Now comes our first table join! Add the zip3.shp shape file to your map and look at its attribute table. We want to know, for each of these zipcodes, how many parcels are owned by people in any of these zips. If we can join the information from our zipcode summary table to this table, then we will have new information on the locations of these owners.

References

  1. Open your parcel zipcode summary table and examine its attributes. Does it make sense?
  2. Which zipcodes have the greatest counts of parcels, which have the least?
  3. >Open the zip3 attribute table. Examine its columns. Read the online help topic on Tables, Joining And create a join on the zip3 table using the 'zip3' column to match with the 'zip_3dig' column from your summary table. Now see how the columnns from the parcel summary table have been joined to the zip3 table?
  4. The join we created is known as an Outer Join which preserves the records for zipcodes whether ot not there was a matching record in your summary table. This is why you have so many zip codes with null values for the count of parcels. Remove this join and go through the join procedure again but choose Advanced options and change them so that the resulting table will only preserve the records that match.
  5. Do a sort on this table that would allow you to see the zipcodes in order of the COUNT of parcels per zipcode, and scroll down to see the state with the second largest number of parcels owned. What state is it?
  6. To preserve the result of this join, you may right-click on your newly joined layer, and choose Data->Export

Thinking Critically about this model

As always, we need to think about the critical aspects of this model in terms of how well they represent the ideal concepts and relationships that we are trying to understand.

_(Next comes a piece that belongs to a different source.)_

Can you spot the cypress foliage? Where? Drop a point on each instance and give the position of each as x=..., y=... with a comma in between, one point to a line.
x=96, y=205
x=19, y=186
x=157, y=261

For this, you should consider the strategy for modeling critique discussed in Spatial Modesl for Scholarship and Decision Support.

We begin with a formal question about the world:

We then take a look at the data resources that may serve to represent the aspects of the world that we are interested in:

Does our map answer the question? Is the map 100% accurate? Is it a 'true' representation of the condition we were asking about? In what ways is it flawed? How can we expect these flaws to affect our result? When we say that there are 2,500,000 square feet of property owned by entities in philadelphia and Fairfax virginia, do you think that this is an overestimate or an underestimate? How well does the tax assessor data represent the amount of land? How well does it represent the locations of owners? Do we loose or gain anything by transforming the zipcodes from 5 to three digits? Can you think of any ways that we could improve this analysis as an answer to the original question? Can you imagine aby better data? Any associative or transforming procedures that would better represent the relationships of interest?

Ideas for Individual Exploration

If you want to practice using relational procedures to answer other questions, consider doing some summaries of building permit information per parcel and joining this back to the parcel map to see if there are patterns in the amount of money being spent on building improvements.